Claudia Owusu is a senior Creative Writing major at Otterbein University with minors in Film Studies and Race & Ethnic Studies. Her work has appeared in Quiz & Quill, Otterbein University’s Literary Magazine, Wusgood.black, 20.35 African Contemporary Poetry through Brittle Paper, and Ohio’s Best Emerging Poets 2017 and 2018. Her short film, Zora (2017), was showcased at the Nkabom Literary Art Festival in Accra, Ghana and Lome, Togo.

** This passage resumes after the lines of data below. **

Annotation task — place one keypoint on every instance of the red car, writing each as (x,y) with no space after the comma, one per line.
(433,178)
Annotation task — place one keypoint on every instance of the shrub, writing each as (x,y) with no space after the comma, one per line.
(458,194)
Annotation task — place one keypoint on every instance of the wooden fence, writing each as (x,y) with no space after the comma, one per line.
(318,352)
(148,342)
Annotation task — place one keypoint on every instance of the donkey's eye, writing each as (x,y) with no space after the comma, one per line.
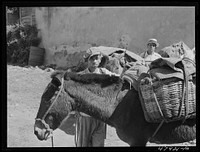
(50,117)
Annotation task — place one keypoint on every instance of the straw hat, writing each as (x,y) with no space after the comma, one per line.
(153,41)
(104,58)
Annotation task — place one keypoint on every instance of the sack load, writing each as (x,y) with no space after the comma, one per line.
(168,91)
(177,50)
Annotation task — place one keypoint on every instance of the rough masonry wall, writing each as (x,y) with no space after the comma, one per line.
(78,28)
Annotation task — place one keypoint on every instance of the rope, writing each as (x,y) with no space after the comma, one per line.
(76,132)
(52,141)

Her favourite book, if she had to choose, is Their Eyes Were Watching God by Zora Neale Hurston; and her favourite song, if she had to choose, is “Hey Baby” by Stephen Marley.
Drown or Drought
In Taifa, pee-stained bed sheets hung out on the line for the world to see
we spent our school break waiting for rain
& then waiting for a ride to the beach
when the rain came first we ran out in herds
to retrieve the clothes from the line
& then we built a well
we descended into its mouth
pulled up rain water by the buckets
& heaven really was the little circle of sky that blinded
the echo of our voices slapped together with laughter
even when our toes were thick with grime
even when mud lotioned our forearms like a second skin
My Granny’s Face in the Harmattan Storm or the Body Against the Water
after Eva Cassidy
l.
the beach was a monster granny always said to keep away from but all we wanted to do was wade
be part of a cool that we could see our midnight skin take part in
something we could sift through our gums & have the salt of flesh bite back the water
be heavy but the land be even heavier horses trailing its lines where all the children
keep from being trampled & I got grandma in my ear pulling me down the street & through the thick bends of harsh Accra traffic she probably elbow deep in charcoal the
black familiar the way she sits us in dark corridors by candle light mourning the dead.
ll.
a man of God shuffles through orange dirt on a Sunday’s noon
2 muscular women down the road beat up a thieving man in front of our house gate
my cousins siblings & me pick a neighborhood fight by the well water who’s that young girl flying through disaster like a missile fire burning so fierce in her eyes buckets of water cascading till the ground lay dressed in bruises & none of us knowing whose end would come next that we lunged for each other first our bodies tattered in the howl of a wild dog’s red throat
the noise be thick the havoc be long just good enough to wade in
it collapses into our homes no different than the water the way my granny’s heart must be
the way her lungs must’ve weathered the storm: and look at us, we be the children Moses would’ve left in the wilderness. all bathed in asphalt ashes & led by the revolution into God’s arms for safekeeping hell it’s all gonna be trouble from here & the only thing that deserts us first is the water
All I Listen to These Days
is afrobeats. No jazz, trap, or reggae can do me right & every convo in the group chat is about the latest hits, about Wizkid’s vow of commitment, Kwesi Arthur’s grind for holiness, & Stonebwoy’s reach for a love he can never seem to hold onto long enough
& maybe home is a song I can never stop humming maybe home is loose language held together by some sort of electrifying bridge see there the black body’s everlasting dance see there how it fills up an otherwise empty stage I think home & I want to fall into the arms of a stranger beside me home & I rest my head on the hardness of collarbone home & I confess “love me still” “make my tongue able”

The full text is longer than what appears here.